The introduction of rankings to the pediatric side of the health care industry was unprecedented. Feedback from experts in the field over the past decade indicates that Best Children’s Hospitals has changed the way practitioners and researchers seek to measure and improve quality.

The Best Children’s Hospitals rankings are also informed by working groups of physicians, nurses, and health data systems professionals who advise the project on which measures are meaningful when evaluating pediatric healthcare.

“These groups help us keep up to date with the latest in healthcare and what is relevant when evaluating quality,” said Dr. Murrey Olmsted, the RTI project director.

Looking toward the future, the project is also exploring the addition of new measures in behavioral/mental health and addressing important issues related to health equity, disparities, and inclusion for both patients and providers in children’s hospitals.

Health Care and Survey Experts with Genuine Stake in the Project

RTI’s extensive experience in the health care sector puts us in a unique position to assess the quality of the nation’s hospitals.

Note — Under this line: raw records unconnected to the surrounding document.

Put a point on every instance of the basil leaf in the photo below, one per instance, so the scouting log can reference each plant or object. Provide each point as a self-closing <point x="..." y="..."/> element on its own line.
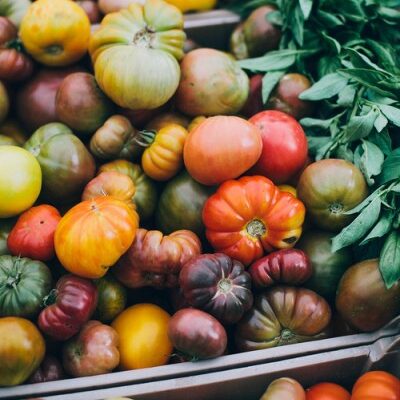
<point x="389" y="262"/>
<point x="269" y="82"/>
<point x="327" y="87"/>
<point x="359" y="227"/>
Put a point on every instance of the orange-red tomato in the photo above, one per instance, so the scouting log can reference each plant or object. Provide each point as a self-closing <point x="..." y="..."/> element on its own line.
<point x="327" y="391"/>
<point x="376" y="385"/>
<point x="221" y="148"/>
<point x="251" y="215"/>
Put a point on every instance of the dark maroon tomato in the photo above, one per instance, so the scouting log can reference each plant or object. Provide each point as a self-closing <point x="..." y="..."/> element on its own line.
<point x="285" y="97"/>
<point x="81" y="104"/>
<point x="196" y="334"/>
<point x="50" y="370"/>
<point x="36" y="100"/>
<point x="217" y="284"/>
<point x="330" y="188"/>
<point x="288" y="266"/>
<point x="283" y="315"/>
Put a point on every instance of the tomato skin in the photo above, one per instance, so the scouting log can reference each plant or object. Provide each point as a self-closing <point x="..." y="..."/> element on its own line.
<point x="327" y="391"/>
<point x="143" y="336"/>
<point x="33" y="234"/>
<point x="285" y="147"/>
<point x="376" y="385"/>
<point x="248" y="216"/>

And our long history of rigorous survey methodology and study design ensures the strength of the rankings themselves.

But it’s the long-term, collaborative working relationship between RTI and U.S. News that truly makes the Best Hospitals project stand out, said Ben Harder, the Chief of Health Analyses at U.S. News & World Report. Over the years, Harder said, his RTI colleagues have helped refine the rankings, adding new and more relevant measures while removing those that are less valuable.

“It really feels more like an extension of our staff than it does working with a disinterested contractor,” Harder said. “It feels like RTI has a genuine stake in the product.”

Informing Individual Decisions and Elevating the Quality of Health Care

With more than 3 million readers visiting the Best Hospitals website each month, our work reaches a large, worldwide audience. Sheer numbers, though, are only the beginning. The rankings generate their own news and are frequently cited in academic and professional literature.

Leaders in the health professions also respect the rankings and the science behind them. Hospital officials, skeptical at first of being ranked at all, now use the results in advertisements, PR messages, and internal quality-improvement efforts.

Most importantly of all, the rankings are available to patients and families making crucial health care decisions.